The truck allowed us to explore further afield. On day two we drove north to the Pipeline Road, named after never-completed Second World War plans for an alternative oil supply in the event of an attack on the canal. Today this forest track is famed for its bird life. Our tally included soft-hooting trogons and motmots, which hid their finery among the shadows, and a pageant of hummingbirds – such gems as blue-throated goldentail and violet-crowned woodnymph – that zipped around the nectar feeders at the information centre with high-octane urgency.

On day three we ventured further still – to San Lorenzo National Park, on the Caribbean coast. There was no sign of the jaguars that reputedly haunt its forests, but we spied a tamandua – a tree-climbing anteater – that had descended to cross the road. Further along the trail, rubbery-nosed coatis snuffled through the leaf litter and a troop of white-faced capuchin monkeys crashed through the branches overhead, venting their outrage in a hail of sticks.

The humidity at the coast was stifling. Cameras fogged as we munched sandwiches among the ruins of 16th-century San Lorenzo Fort, built by the conquistadors to protect the gold route from Peru. But our return to the capital by air-conditioned tourist train, downing cold beers from the buffet car as swamp and forest rattled past the window, was a delight. The track wound alongside the Panama Canal, a miracle of engineering that claimed nearly 30,000 lives in its brutal construction and now ferries some 333?million tonnes of shipping between the Atlantic and Pacific every year. At Miraflores lock, the following day, we joined a gallery of spectators to watch one behemoth of a freighter inch through this narrowest of apertures. A soundtrack of relentless blasting from the museum downstairs conveyed some idea of what it had once taken to smash a 48-mile-long trench through the middle of a continent.

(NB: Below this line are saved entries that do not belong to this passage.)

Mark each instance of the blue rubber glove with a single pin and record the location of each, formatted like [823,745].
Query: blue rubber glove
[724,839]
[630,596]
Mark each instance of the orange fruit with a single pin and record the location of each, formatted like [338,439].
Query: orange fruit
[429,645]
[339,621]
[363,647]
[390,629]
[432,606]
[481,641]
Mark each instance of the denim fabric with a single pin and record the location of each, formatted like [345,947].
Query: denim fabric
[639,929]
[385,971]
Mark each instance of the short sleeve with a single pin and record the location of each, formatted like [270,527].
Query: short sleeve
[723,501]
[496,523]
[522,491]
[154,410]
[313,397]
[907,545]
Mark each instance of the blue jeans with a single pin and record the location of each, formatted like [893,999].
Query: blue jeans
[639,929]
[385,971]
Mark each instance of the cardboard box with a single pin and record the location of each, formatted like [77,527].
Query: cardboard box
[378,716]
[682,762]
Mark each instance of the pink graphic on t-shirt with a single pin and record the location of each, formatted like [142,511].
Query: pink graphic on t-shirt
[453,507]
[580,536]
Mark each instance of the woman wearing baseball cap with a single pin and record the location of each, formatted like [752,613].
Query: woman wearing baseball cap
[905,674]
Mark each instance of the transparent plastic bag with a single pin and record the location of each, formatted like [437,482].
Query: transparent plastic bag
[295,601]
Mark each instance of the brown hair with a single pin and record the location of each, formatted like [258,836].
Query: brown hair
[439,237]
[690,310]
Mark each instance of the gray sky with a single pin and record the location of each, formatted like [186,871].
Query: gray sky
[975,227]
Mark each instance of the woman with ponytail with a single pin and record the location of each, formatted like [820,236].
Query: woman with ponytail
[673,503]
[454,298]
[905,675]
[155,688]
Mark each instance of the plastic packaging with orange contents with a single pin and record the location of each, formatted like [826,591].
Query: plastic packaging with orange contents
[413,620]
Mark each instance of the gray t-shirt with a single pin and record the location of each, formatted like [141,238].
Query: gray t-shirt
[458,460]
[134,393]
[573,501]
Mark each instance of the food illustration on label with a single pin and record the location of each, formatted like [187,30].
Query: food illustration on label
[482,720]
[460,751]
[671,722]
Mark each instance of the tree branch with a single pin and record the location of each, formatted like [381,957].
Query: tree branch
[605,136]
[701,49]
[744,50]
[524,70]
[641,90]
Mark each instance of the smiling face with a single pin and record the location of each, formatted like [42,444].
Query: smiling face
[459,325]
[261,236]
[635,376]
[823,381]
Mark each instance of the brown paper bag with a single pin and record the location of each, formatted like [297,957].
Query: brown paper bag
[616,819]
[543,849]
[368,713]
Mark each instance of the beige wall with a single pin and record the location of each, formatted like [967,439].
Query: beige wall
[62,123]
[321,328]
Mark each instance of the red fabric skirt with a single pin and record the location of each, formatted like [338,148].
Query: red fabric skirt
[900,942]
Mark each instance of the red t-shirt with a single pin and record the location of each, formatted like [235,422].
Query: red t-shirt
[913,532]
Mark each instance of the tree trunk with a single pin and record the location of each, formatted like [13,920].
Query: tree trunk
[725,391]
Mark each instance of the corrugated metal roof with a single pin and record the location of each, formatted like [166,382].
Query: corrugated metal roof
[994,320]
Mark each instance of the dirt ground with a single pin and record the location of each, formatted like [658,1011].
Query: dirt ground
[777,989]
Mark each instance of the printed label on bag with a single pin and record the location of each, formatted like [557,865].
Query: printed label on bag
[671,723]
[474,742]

For Panama, the canal has brought untold economic riches. For us, it offered another convenient means of exploring the country’s natural treasures. Next day we boarded a small motor launch and, dodging the freighters, slipped off the main channel and into the less-trafficked backwaters of Gatun Lake. Here we found purple swamphens picking through flowering mats of water hyacinth, spotted the goggle eyes of an otherwise submerged cayman and watched a boa constrictor uncoil its gleaming length along the muscular limbs of an overhanging fig tree.

 

America’s military are long gone but the US influence in Panama lingers: not least at Isla Barro Colorado, an island in the canal that has hosted a Smithsonian research project since 1923 and today lays a claim to being the most intensively studied tract of rainforest in the world. Delivered by speedboat into the hands of the reserve’s guides, we spent a morning wandering the trails, finding everything from red-eyed tree frogs to a long-limbed family of spider monkeys. We learnt that the island’s 5,400 hectares protected some 1,369 species of flowering plant, 110 mammals and 335 birds.

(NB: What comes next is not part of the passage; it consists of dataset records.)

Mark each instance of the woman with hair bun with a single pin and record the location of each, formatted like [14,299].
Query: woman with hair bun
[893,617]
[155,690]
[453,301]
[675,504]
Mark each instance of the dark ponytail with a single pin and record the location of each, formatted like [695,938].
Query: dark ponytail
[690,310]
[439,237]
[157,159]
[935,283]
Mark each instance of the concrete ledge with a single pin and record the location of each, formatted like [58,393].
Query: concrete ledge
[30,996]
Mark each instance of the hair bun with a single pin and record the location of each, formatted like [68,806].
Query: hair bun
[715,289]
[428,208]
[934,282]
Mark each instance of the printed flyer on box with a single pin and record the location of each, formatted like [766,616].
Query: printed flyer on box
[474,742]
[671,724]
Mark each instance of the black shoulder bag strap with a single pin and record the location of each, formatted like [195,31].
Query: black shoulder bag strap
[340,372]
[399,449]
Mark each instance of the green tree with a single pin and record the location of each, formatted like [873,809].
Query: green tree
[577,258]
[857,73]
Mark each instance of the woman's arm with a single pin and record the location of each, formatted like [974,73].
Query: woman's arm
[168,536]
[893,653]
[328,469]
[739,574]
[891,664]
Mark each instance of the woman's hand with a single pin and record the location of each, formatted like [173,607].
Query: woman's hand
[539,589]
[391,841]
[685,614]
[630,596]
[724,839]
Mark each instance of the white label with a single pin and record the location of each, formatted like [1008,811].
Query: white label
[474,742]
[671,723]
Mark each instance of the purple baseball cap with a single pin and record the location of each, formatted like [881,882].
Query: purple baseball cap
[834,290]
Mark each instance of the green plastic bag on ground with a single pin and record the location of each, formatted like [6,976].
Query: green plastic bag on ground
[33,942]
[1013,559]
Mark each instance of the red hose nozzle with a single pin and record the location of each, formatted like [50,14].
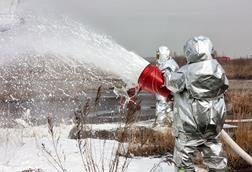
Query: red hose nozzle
[152,81]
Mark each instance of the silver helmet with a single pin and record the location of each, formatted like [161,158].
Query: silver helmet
[198,49]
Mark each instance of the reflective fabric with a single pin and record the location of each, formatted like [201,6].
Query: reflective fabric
[199,107]
[164,109]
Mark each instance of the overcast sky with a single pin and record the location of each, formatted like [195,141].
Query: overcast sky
[143,25]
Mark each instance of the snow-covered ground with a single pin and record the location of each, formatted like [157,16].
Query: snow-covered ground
[21,149]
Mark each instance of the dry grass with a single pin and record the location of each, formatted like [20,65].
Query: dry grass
[238,68]
[241,109]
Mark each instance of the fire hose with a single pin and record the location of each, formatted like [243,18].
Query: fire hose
[152,80]
[235,147]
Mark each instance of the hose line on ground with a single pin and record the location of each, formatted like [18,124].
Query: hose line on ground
[235,147]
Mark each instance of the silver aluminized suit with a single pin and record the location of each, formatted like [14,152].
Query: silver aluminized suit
[199,108]
[164,109]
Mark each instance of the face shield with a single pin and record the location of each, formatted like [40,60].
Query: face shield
[162,54]
[198,49]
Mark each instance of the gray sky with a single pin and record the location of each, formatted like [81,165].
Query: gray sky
[143,25]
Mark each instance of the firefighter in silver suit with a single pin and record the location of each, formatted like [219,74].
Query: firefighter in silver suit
[199,108]
[164,110]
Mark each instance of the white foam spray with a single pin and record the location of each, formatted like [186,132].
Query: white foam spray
[71,41]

“But did you see as much there as you saw with me here?” quizzed Alex, as we regaled him with tales of our day on the island. After dinner, determined not to be outdone, he bundled us into the vehicle for a night drive. With the forest gently steaming after a downpour, our spotlight picked out the glowing eyes of woolly opossums in the canopy and a nine-banded armadillo on the verge. Meanwhile, bats strafed our headlight beam for moths while frogs and insects thrummed in chorus from the darkness. “There’s Scorpio,” explained Alex, pointing out a constellation that twinkled like fairy lights through the canopy.

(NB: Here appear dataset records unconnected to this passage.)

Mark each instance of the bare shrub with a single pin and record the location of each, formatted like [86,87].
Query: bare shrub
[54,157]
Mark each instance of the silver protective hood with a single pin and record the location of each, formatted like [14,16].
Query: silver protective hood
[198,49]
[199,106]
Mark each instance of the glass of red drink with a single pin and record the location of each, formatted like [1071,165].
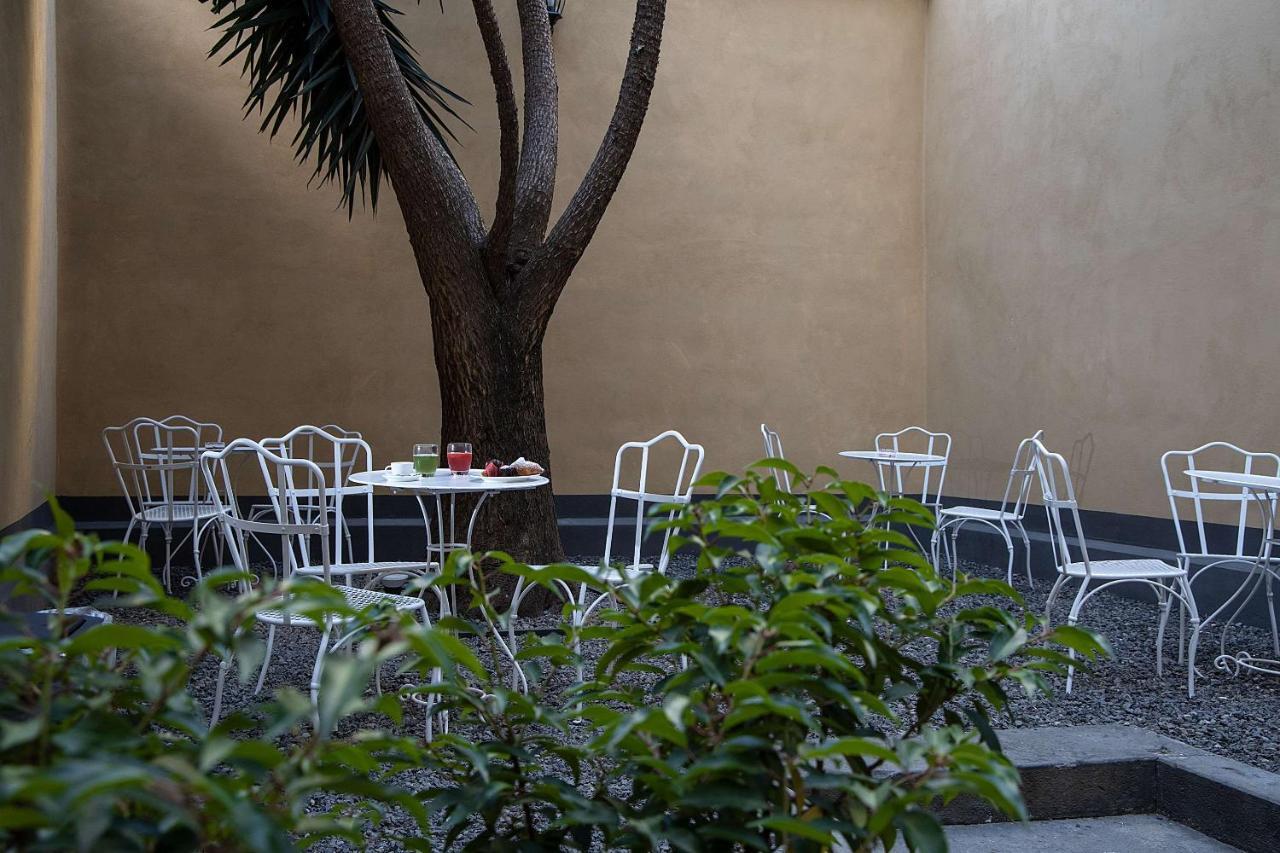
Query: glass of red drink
[460,457]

On our ninth morning we had our final breakfast at the Canopy Tower before packing up for our transfer to El Valle de Anton. Here, a morning’s drive to the west, our tour would end with two nights in a very different Panama: one of misty plateaus, tumbling streams and the Canopy Lodge, where life resumed at ground level. The cooler highlands climate offered a refreshing foil to steamy Soberanía.

 

As Alex loaded the minibus for departure, I couldn’t resist sneaking back up for one last scan from the deck. The woodpecker was back – as were the aracaris. Most important, the sloth was still there. He’d moved to another tree, but I’d recognise those moves anywhere. “Easy does it,” I urged, before climbing downstairs and closing the hatch behind me.